On NPR, the Fairness Doctrine, and Debt
Tonight I write to you from my new lair. I have moved from Charlottesville Virginia, home of Thomas Jefferson, to Warrenton Virginia capital of Virginia horse country and a burgeoning bedroom satellite of Washington DC. Warrenton was as close as my wife and I could get to the Heart of the Beast without completely losing it. We are still only a half hour from the Blue Ridge Mountains, though before we could see them from our front porch step.
But I have every man’s best friend- a basement- in the new house and that my friends is worth quite a lot.
Over the past week I have spent quite a bit of time traversing the piedmont of Virginia shuttling the various things the Sorrentinos have accumulated over the years from the old place to the new.

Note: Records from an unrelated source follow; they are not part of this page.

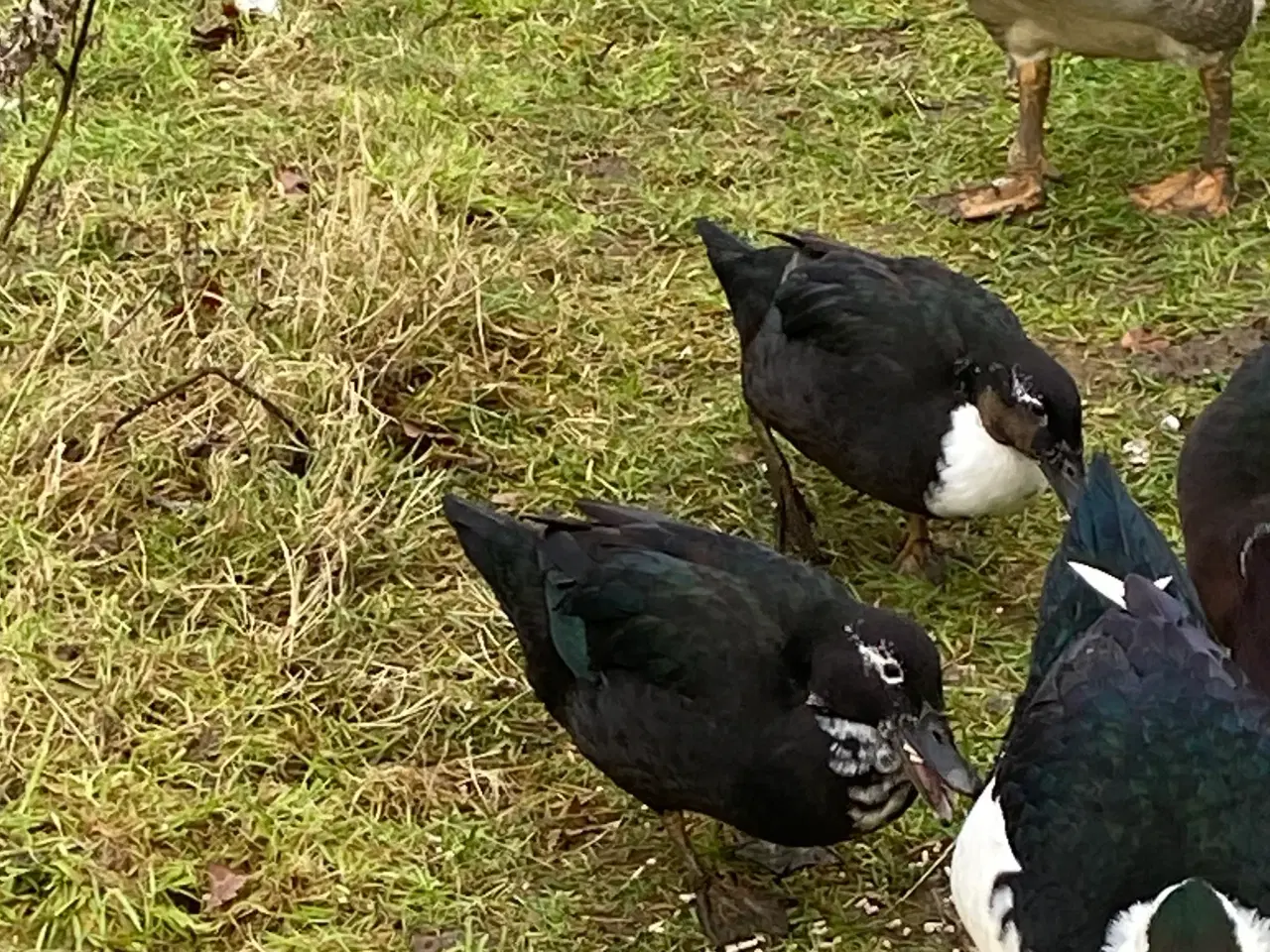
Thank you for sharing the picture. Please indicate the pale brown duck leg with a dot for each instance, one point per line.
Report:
(1024, 185)
(919, 556)
(1203, 191)
(794, 518)
(728, 911)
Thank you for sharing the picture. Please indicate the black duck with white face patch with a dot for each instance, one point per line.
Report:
(910, 382)
(1223, 497)
(707, 673)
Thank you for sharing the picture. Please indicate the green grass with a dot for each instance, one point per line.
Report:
(206, 658)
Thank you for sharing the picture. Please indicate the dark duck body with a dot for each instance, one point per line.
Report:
(1124, 812)
(1201, 35)
(706, 673)
(910, 382)
(1223, 497)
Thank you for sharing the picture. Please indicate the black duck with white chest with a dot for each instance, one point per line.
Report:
(1223, 495)
(1125, 811)
(910, 382)
(706, 673)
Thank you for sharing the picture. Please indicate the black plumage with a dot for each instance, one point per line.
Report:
(860, 362)
(1223, 497)
(1134, 760)
(707, 673)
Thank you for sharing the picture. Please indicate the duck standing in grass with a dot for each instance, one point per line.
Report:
(706, 673)
(910, 382)
(1125, 810)
(1223, 495)
(1202, 35)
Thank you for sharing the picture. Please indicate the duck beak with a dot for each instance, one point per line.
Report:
(1065, 471)
(933, 762)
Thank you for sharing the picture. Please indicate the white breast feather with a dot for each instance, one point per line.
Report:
(1128, 930)
(975, 474)
(1109, 585)
(982, 853)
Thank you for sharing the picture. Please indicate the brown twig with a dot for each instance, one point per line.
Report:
(64, 105)
(302, 454)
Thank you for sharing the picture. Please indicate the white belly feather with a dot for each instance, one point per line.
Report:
(976, 475)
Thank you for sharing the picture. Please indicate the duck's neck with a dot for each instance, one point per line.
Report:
(1251, 648)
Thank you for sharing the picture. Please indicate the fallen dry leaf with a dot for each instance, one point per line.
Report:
(412, 429)
(216, 37)
(435, 941)
(293, 181)
(222, 887)
(1141, 340)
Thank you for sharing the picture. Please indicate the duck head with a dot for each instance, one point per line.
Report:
(1188, 916)
(879, 697)
(1033, 407)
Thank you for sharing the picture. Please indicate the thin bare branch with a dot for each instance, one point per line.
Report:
(64, 105)
(302, 453)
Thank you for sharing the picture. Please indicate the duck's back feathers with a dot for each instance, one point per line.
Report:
(1107, 531)
(642, 594)
(1141, 762)
(1223, 498)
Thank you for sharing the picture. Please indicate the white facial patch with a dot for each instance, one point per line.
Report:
(879, 658)
(857, 749)
(1021, 390)
(1109, 585)
(975, 475)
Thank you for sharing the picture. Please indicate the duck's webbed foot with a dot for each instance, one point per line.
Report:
(1196, 193)
(1205, 191)
(919, 555)
(1012, 194)
(728, 910)
(783, 861)
(1023, 188)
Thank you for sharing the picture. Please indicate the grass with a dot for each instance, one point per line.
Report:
(489, 286)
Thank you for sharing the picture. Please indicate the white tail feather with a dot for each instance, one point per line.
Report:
(1109, 585)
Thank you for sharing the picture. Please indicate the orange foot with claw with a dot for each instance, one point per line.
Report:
(1194, 193)
(1015, 193)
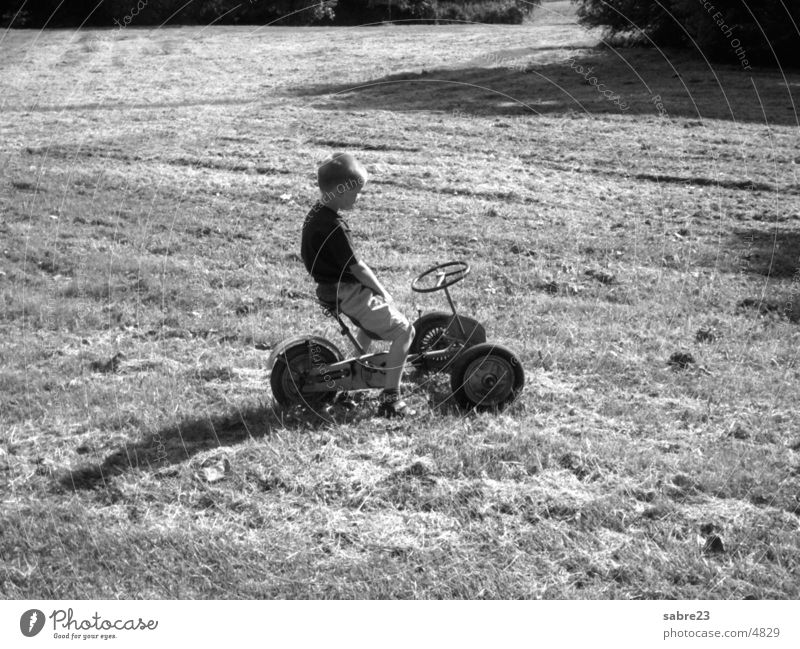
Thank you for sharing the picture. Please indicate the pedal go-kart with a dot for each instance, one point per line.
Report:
(310, 370)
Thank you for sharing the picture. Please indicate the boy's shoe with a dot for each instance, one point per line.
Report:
(392, 406)
(344, 399)
(397, 409)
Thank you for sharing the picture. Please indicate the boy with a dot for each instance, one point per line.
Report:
(344, 280)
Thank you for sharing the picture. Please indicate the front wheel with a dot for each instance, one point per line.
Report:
(290, 371)
(487, 377)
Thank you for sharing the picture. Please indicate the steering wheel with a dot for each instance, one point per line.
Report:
(447, 274)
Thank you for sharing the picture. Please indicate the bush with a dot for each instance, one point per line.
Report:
(510, 11)
(735, 31)
(142, 13)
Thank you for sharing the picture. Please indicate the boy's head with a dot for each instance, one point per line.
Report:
(340, 178)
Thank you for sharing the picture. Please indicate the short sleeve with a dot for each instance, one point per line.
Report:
(339, 245)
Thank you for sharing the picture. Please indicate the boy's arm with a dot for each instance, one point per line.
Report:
(364, 274)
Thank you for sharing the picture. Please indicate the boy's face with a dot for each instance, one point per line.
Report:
(349, 197)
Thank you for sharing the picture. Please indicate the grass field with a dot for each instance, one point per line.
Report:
(153, 189)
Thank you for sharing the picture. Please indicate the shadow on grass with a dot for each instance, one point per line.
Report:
(172, 445)
(685, 86)
(773, 253)
(179, 442)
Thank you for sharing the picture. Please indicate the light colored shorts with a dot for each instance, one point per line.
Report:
(379, 319)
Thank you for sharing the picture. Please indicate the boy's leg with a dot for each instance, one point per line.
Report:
(364, 340)
(396, 359)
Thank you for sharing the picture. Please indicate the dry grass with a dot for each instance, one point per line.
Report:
(149, 264)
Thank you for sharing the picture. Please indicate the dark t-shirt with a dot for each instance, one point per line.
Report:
(326, 246)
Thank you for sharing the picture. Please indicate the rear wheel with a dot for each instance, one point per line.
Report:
(289, 373)
(487, 377)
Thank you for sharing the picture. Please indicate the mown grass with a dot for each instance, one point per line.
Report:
(153, 192)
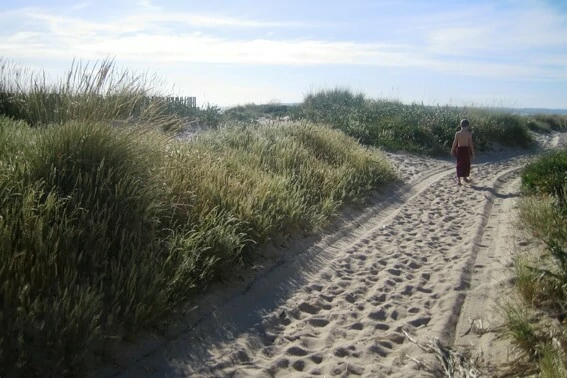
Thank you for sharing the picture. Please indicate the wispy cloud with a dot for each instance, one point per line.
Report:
(472, 42)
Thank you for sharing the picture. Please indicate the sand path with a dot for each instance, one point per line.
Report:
(428, 258)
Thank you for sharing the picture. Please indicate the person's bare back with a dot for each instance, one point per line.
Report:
(463, 138)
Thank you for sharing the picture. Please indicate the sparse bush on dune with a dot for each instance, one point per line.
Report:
(89, 92)
(107, 224)
(413, 128)
(541, 277)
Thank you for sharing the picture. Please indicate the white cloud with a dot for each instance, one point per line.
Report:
(483, 46)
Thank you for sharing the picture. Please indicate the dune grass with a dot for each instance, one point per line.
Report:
(107, 229)
(414, 128)
(108, 225)
(541, 277)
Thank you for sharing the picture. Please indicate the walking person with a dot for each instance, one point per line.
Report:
(463, 150)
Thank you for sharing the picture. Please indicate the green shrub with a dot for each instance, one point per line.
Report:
(414, 128)
(547, 175)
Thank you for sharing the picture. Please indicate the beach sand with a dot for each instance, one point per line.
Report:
(426, 260)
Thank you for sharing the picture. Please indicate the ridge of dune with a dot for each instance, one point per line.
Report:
(427, 259)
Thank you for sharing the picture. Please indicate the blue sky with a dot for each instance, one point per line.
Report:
(482, 53)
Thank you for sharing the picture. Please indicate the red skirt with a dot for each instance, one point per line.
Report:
(464, 161)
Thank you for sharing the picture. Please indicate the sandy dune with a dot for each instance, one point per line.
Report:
(428, 258)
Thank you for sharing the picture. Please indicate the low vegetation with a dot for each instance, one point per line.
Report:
(107, 227)
(537, 325)
(108, 223)
(414, 128)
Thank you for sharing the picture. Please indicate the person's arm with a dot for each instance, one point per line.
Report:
(454, 146)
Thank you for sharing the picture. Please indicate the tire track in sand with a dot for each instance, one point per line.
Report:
(402, 266)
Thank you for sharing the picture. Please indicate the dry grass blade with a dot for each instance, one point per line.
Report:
(455, 364)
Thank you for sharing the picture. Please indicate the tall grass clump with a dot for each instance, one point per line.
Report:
(107, 230)
(414, 128)
(280, 179)
(541, 277)
(89, 92)
(547, 123)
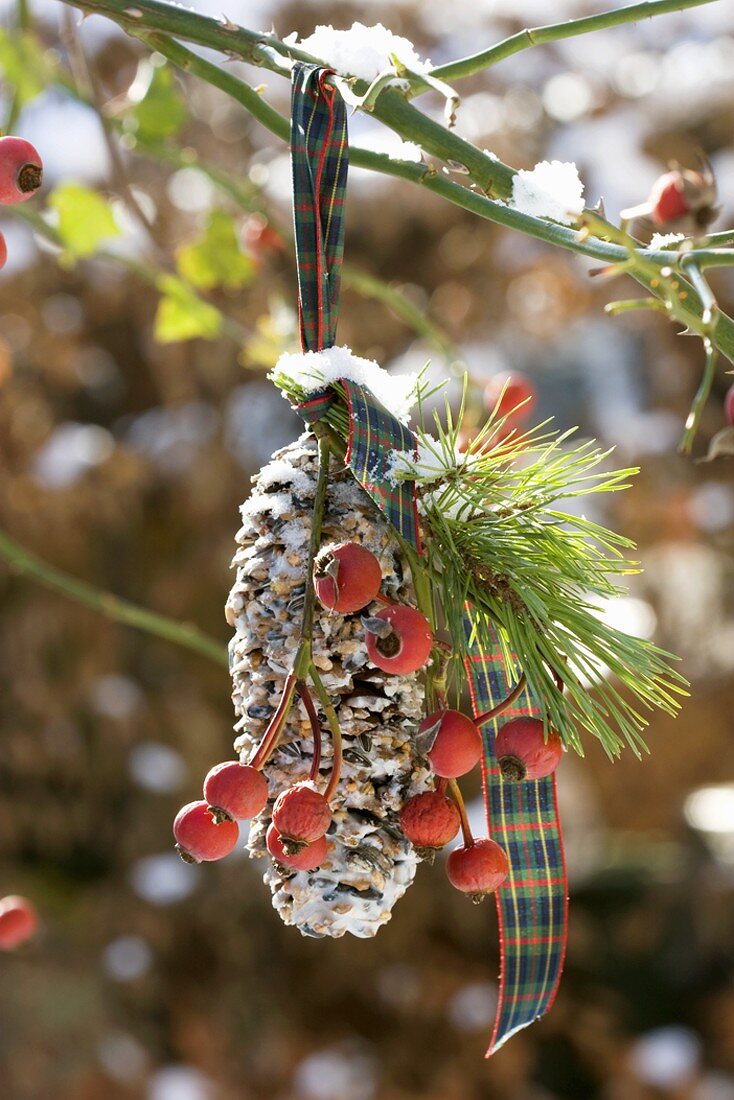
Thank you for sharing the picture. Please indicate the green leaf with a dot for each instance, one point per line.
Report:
(182, 315)
(216, 257)
(157, 110)
(24, 65)
(85, 219)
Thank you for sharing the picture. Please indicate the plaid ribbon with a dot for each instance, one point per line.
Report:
(523, 817)
(374, 435)
(319, 157)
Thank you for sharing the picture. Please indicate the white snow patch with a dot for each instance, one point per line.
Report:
(552, 189)
(315, 370)
(280, 472)
(663, 240)
(274, 504)
(393, 146)
(361, 51)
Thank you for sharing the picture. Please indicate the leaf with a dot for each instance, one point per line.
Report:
(216, 259)
(24, 65)
(182, 315)
(85, 219)
(157, 110)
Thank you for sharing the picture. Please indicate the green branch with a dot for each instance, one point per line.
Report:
(492, 176)
(554, 32)
(24, 563)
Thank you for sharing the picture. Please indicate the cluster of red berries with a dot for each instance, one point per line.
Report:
(21, 174)
(207, 831)
(347, 578)
(18, 922)
(431, 820)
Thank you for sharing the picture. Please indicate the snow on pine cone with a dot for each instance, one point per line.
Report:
(370, 862)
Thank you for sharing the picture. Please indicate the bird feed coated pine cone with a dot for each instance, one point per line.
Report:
(370, 864)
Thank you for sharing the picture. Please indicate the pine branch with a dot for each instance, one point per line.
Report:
(499, 540)
(555, 32)
(24, 563)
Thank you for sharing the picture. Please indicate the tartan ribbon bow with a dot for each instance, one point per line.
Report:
(532, 903)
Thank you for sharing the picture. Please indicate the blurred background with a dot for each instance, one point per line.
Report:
(133, 409)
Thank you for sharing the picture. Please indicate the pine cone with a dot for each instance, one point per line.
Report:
(370, 862)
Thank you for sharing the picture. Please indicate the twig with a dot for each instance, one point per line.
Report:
(554, 32)
(86, 78)
(24, 563)
(700, 399)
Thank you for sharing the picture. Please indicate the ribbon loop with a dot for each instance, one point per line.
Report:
(319, 157)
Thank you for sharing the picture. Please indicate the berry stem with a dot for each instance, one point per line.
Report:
(302, 663)
(495, 711)
(458, 798)
(269, 740)
(336, 732)
(316, 728)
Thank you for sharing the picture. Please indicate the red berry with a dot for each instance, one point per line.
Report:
(668, 199)
(300, 814)
(429, 820)
(198, 836)
(260, 237)
(452, 743)
(18, 922)
(513, 394)
(478, 868)
(21, 169)
(308, 857)
(398, 639)
(234, 790)
(347, 578)
(729, 405)
(523, 751)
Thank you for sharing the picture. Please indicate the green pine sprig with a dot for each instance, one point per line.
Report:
(502, 534)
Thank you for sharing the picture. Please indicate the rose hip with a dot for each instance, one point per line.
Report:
(478, 868)
(21, 169)
(429, 821)
(347, 578)
(307, 858)
(513, 394)
(300, 815)
(453, 743)
(523, 751)
(398, 639)
(234, 791)
(198, 836)
(18, 922)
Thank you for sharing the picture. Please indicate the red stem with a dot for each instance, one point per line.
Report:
(466, 831)
(495, 711)
(316, 729)
(269, 739)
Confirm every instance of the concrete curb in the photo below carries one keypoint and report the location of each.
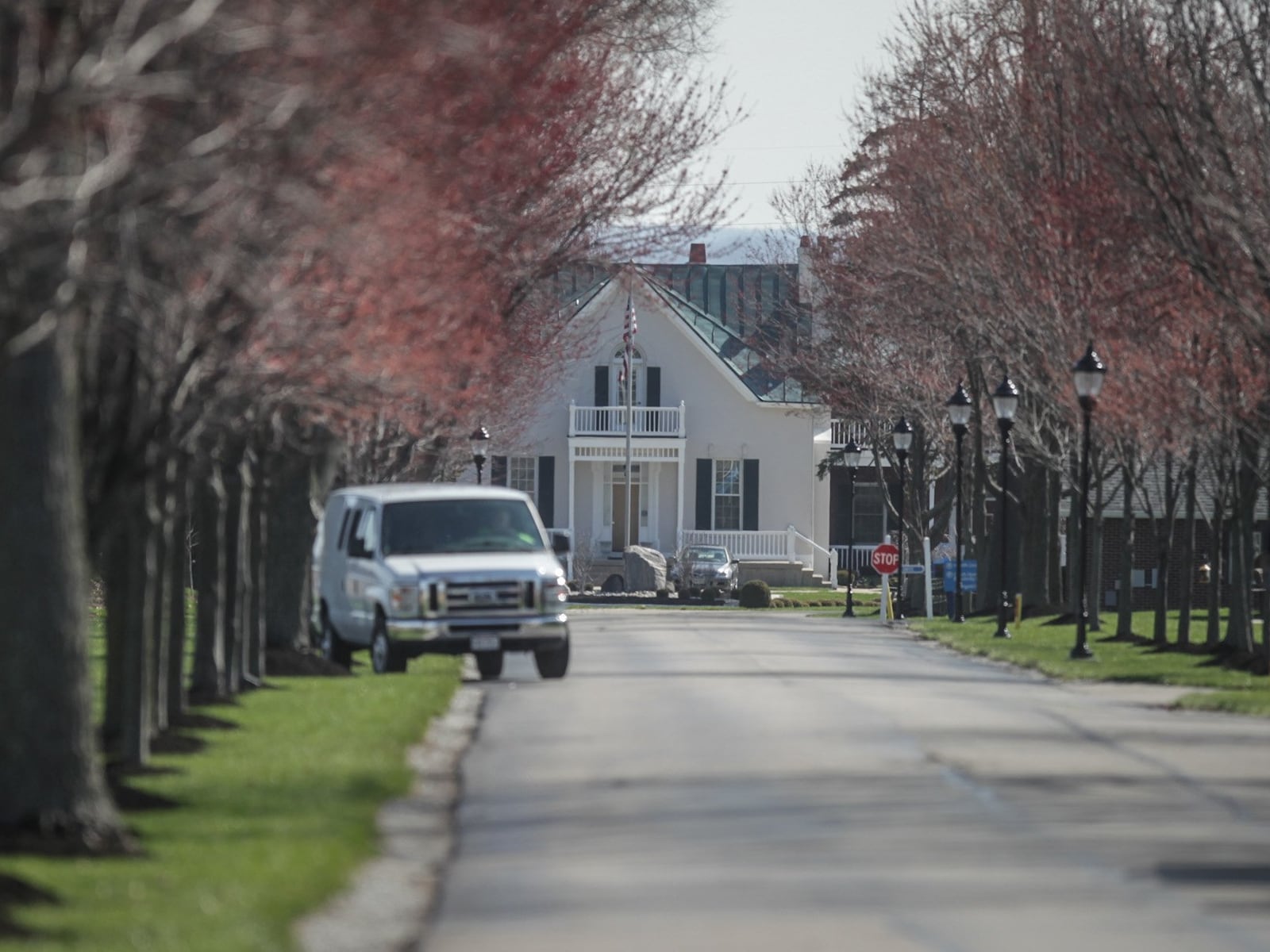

During this time I’ve spent far too much time listening to talk radio. A couple of points;
First, how can the statists argue that there’re needs to be a “fairness doctrine” implemented in radio when the left has a federally subsidized wholesaler of ideas in NPR? I know, I know, a relatively small amount of NPR’s funding comes directly from the feds. But a good bit still does. There ain’t nothing fair about NPR.
If it’s not Talk of the Nation bemoaning the recent Supreme Court decision actually supporting the firefighters in New Haven Connecticut, or Marketplace explaining how debt was actually the way the post World War II working class became middle class, NPR always seems ready to make the case for greater state intervention. This is practically without exception as far as I can see.
Interestingly, in the Marketplace piece, the reporter on NPR explained how it was that in post war America, before the government changed things of course, one had to put down as much as 50% of a home and then pay it off “in a relatively short period of time.” Read 10 years. What Marketplace failed to point out was that the average house in 1946 was $5600 dollars. A dollar in 1946 was worth about 10 times what it is today. So that means that the average house nowadays should run about $56000.
Who wouldn’t kill for a 3 bedroom, brand new house for $56000? Save up 28K and spend the next 10 years paying back other $28000? That is a deal. And that was the deal for most of the history of this fine republic.
But houses don’t cost $56000. In fact, the average house price in the USA as of this writing is $276,000. Why?
Because many people only care about their monthly payment. They care very little about actually “owning” a home. That’s a pipe dream. Most people figure that they will die without ever owning a house. This is a mode of thought that has been perpetuated over the last 30 years. So people opt for interest only loans and the like. They care little what the actual principle of the loan is.
And so home prices reach skyward as loans become ever more exotic and principle becomes less and less important. I know this is so 2005 but bear with me.
And who benefits from this idiocy? The homeowner? Not bloody likely. No, it is the lender that benefits. A loan over 30 years is much, much, more profitable than a 10 year loan. Most lenders do not want you to ever own your home. If you do, the cash stops flowing to them.
But hey, screw it right? Living in a giant house is almost the same as “owning” it. Why not live it up? You only live once right?
Thankfully this kind of thinking is dying. Carnage litters the streets of Miami, San Diego, Las Vegas, and suburban Washington DC. But I just get the feeling that the real estate guys have not learned their lesson yet. There is too much hope still. Their hope needs to be crushed by the market. Then we can start again.
The guy on NPR said that debt encouraged “responsibility.” That debt encouraged people to fall in line, and that this was a good thing for society. Crap.
I personally believe that debt encourages servitude, so long as one is the one paying the interest. The founders understood this. You should too.
Rambling post I know. I have just had beer number 4 after hauling couches all day.